COPPA, COVID, and EdTech: Essentials for Schools and Vendors
Education has moved online, and students as young as pre-kindergarten are engaging in hours of remote learning via educational technology each school day. This has led all of us to think about the myriad of state and federal laws that protect student privacy online even more than before. We have addressed some of those issues in previous alerts on FERPA and virtual learning and balancing privacy and educational continuity. Recent Federal Trade Commission guidance on the Children’s Online Privacy Protection Act has brought that federal law into the spotlight, however, and warrants consideration by both school leaders and EdTech vendors.
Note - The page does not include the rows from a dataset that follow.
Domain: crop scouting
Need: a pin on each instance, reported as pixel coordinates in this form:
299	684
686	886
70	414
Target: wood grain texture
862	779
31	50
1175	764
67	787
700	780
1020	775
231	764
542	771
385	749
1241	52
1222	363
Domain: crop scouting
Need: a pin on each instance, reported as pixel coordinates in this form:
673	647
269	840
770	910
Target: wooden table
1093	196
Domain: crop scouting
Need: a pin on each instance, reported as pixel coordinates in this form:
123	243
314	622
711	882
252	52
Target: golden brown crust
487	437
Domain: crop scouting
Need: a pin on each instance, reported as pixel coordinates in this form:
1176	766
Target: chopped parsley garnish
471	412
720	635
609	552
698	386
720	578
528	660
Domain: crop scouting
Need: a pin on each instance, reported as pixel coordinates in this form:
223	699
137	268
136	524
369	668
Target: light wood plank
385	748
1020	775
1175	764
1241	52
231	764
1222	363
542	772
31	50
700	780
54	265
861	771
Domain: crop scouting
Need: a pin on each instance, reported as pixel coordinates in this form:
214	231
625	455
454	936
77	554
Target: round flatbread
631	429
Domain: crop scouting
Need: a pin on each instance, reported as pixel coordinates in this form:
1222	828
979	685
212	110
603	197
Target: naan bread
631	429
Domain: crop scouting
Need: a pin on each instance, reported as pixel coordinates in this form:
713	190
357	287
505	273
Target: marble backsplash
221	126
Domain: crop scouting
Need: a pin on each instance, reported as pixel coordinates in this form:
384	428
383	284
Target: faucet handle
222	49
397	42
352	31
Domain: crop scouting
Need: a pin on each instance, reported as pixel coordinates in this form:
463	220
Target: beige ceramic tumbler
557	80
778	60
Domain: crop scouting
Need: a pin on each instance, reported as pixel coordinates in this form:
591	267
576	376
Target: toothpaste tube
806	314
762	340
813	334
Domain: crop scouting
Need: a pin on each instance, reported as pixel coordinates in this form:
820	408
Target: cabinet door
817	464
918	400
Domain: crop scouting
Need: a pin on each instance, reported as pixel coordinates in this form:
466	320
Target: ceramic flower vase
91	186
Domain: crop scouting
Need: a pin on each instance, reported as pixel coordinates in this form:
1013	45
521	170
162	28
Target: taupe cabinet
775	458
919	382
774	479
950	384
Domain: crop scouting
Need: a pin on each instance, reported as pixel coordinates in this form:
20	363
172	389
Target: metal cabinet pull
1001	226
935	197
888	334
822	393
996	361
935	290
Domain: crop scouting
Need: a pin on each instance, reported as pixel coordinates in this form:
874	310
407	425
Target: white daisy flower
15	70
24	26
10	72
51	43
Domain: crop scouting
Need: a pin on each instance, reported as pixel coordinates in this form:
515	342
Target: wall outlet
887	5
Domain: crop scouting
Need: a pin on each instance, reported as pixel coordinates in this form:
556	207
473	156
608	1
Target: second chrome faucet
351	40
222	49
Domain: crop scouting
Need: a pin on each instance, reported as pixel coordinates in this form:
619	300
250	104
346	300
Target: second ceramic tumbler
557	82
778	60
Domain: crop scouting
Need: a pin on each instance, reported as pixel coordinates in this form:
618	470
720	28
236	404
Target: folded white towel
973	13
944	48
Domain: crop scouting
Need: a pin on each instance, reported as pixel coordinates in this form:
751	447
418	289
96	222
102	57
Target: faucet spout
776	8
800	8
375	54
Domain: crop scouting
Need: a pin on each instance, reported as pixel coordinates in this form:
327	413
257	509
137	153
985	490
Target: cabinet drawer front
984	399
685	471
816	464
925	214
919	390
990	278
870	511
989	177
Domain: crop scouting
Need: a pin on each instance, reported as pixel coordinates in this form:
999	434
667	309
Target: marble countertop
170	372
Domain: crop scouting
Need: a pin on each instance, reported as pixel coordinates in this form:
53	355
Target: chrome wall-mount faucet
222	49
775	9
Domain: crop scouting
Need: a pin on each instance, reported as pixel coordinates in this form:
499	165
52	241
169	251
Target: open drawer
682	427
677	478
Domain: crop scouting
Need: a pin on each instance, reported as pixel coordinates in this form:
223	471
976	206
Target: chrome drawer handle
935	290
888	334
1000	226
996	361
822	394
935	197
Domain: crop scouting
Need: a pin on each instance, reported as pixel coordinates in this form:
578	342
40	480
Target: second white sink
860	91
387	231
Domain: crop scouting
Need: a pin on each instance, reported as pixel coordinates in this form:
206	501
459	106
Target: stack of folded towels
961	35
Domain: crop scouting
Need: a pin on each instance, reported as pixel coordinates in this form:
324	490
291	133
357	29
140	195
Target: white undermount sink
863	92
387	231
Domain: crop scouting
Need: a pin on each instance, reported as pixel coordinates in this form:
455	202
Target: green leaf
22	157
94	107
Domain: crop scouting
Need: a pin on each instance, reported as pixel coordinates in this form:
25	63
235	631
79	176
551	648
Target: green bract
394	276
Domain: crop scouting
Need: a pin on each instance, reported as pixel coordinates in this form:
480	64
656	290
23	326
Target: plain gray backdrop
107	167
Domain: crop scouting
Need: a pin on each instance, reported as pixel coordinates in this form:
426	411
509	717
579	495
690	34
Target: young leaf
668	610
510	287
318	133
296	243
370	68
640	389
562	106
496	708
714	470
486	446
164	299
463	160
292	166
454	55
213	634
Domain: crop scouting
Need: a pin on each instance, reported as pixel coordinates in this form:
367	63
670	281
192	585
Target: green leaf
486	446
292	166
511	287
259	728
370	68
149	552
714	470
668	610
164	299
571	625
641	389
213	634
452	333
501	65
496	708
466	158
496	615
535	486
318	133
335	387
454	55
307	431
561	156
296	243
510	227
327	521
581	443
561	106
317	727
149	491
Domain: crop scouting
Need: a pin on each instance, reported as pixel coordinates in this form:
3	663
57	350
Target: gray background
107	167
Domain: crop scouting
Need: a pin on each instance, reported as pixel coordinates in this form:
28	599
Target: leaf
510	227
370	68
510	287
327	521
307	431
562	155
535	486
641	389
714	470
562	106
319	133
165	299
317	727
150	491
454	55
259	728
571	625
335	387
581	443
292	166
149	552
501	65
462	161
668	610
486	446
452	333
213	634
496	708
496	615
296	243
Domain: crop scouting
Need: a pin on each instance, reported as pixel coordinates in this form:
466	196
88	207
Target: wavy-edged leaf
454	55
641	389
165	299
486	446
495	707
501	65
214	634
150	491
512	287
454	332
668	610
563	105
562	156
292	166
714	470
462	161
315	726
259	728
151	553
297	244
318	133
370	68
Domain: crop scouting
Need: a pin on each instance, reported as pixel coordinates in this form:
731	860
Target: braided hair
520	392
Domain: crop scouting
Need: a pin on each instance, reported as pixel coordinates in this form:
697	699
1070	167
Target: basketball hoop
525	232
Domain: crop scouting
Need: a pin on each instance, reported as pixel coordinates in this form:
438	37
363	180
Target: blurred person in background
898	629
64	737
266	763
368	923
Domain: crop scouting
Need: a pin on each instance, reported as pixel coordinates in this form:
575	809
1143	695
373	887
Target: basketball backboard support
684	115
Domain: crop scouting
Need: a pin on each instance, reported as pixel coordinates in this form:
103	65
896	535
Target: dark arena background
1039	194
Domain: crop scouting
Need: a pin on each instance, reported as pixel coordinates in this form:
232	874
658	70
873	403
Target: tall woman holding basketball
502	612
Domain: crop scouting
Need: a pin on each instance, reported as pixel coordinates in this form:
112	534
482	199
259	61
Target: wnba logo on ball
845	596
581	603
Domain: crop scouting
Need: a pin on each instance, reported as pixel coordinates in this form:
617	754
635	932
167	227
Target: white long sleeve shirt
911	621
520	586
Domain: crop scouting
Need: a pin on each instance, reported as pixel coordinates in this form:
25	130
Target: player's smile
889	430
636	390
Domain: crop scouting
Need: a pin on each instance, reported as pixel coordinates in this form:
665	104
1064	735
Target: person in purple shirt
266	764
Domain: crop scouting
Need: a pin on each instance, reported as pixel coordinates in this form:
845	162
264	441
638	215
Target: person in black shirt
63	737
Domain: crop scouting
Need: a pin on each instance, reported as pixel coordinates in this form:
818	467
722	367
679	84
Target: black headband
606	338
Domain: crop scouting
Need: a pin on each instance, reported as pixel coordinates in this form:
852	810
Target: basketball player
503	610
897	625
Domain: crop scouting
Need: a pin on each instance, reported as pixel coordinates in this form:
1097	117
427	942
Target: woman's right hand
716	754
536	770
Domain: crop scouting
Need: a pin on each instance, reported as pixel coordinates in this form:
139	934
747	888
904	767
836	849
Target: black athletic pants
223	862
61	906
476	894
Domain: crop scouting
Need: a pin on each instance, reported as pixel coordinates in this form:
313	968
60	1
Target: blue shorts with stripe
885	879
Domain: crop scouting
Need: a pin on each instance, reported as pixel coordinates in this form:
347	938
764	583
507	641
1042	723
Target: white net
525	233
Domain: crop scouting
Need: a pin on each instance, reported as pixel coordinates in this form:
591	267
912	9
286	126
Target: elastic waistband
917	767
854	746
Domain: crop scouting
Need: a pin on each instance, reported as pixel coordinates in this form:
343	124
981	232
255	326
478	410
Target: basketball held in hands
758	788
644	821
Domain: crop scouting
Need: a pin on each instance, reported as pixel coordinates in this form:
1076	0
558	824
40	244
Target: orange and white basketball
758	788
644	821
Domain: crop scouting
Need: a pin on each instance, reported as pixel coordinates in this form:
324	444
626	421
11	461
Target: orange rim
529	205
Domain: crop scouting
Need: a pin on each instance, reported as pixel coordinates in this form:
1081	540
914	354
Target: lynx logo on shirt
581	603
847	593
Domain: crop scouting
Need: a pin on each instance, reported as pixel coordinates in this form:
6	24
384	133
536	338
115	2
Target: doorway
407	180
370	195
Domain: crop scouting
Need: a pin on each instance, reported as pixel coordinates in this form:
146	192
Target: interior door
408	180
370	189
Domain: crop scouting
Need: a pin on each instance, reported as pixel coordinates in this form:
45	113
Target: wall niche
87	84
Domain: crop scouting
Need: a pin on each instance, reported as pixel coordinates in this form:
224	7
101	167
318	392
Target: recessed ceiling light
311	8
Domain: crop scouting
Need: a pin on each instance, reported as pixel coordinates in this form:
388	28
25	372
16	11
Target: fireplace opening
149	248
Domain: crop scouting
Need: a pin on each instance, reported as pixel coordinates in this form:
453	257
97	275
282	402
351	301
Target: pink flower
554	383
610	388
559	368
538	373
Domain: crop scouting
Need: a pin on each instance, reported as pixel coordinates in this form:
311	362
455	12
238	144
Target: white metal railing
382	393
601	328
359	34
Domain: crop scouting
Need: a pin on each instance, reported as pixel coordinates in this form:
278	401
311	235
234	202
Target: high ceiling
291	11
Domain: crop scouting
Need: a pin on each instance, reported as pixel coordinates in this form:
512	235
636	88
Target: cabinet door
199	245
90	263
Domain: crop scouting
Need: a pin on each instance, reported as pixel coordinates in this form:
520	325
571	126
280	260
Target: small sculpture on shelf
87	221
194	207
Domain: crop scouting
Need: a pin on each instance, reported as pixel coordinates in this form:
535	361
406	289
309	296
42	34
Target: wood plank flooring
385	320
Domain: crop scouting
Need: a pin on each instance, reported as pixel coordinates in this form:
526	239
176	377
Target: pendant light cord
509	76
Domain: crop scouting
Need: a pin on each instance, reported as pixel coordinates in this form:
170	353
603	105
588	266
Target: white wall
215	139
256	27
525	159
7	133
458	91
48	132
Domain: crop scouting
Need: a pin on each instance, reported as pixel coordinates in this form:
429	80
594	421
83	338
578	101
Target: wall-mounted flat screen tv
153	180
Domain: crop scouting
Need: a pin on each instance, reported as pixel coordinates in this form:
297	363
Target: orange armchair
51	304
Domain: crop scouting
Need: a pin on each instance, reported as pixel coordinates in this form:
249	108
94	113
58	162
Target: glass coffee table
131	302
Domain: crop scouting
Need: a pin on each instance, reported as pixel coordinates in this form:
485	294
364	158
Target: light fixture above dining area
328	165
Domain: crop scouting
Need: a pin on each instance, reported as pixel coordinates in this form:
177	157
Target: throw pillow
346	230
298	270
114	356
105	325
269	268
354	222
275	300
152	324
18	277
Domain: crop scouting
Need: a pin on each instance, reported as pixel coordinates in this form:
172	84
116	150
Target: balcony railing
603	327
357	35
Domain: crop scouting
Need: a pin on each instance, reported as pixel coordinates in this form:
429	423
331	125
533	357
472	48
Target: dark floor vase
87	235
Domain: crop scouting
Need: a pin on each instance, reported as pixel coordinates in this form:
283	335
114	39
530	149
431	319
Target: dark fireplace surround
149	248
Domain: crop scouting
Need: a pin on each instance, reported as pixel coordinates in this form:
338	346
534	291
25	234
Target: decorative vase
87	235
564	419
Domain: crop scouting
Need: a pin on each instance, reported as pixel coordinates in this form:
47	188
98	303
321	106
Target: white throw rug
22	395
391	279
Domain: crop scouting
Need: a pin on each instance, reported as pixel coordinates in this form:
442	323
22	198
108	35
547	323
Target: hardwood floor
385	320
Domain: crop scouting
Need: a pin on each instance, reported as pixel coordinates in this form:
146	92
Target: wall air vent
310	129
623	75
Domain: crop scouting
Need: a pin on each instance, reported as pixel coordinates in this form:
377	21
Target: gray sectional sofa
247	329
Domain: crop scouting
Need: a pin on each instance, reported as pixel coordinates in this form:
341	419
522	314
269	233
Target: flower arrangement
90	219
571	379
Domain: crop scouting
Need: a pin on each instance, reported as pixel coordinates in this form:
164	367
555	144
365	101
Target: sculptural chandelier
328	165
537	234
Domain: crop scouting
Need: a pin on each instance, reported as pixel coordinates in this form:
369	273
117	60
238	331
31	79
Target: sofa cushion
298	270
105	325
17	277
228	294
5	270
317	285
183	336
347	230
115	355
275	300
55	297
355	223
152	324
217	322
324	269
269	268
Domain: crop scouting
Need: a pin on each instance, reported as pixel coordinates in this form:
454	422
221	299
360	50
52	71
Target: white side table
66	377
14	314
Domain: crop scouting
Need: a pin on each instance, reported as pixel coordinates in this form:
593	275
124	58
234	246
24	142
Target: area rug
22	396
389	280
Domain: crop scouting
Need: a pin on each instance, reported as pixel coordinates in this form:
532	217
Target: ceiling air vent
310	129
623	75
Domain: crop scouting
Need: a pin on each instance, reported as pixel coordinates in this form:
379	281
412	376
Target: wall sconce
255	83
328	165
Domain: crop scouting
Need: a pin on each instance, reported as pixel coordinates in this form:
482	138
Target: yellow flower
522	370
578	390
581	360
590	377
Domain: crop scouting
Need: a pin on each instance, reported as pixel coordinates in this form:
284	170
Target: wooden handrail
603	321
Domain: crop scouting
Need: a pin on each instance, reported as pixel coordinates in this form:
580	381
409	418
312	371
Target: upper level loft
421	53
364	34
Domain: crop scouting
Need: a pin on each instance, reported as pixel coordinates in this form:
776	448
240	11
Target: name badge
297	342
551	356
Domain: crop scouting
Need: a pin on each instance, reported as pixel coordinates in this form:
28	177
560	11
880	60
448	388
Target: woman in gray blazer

The guidance reminds schools that they can use EdTech services that collect, use, or disclose personal information about students under the age of 13 in certain circumstances, avoiding the need to collect parent or guardian consent for each individual student, but only if the EdTech vendor provides the school notice of its data collection and use practices and agrees to collect personal information from students only for the use and benefit of the school and not for any other commercial purpose. The FTC reminds schools to consult with their attorneys to review the privacy and security policies of the ed tech services they use. In the meantime, here are some of the essential takeaways from the FTC guidance for K-12 schools.
What is COPPA?
How Does COPPA Apply in Schools?
Especially during the coronavirus disease 2019 (COVID-19) public health crisis, schools are partnering with EdTech vendors more than ever, including with students under the age of 13. Schools have operational services such as a school’s cafeteria system or a student information system that may require registration and a login. Macro-curricular services, like Google Apps for education, that districts or individual schools use or authorize on a school-wide basis may also collect applicable information. And one of the greatest concerns is micro-curricular services, which are those that individual departments, teachers, or other employees use with students on a case-by-case basis. In any of these cases, if information is collected, used, or disclosed by an EdTech vendor, COPPA likely applies.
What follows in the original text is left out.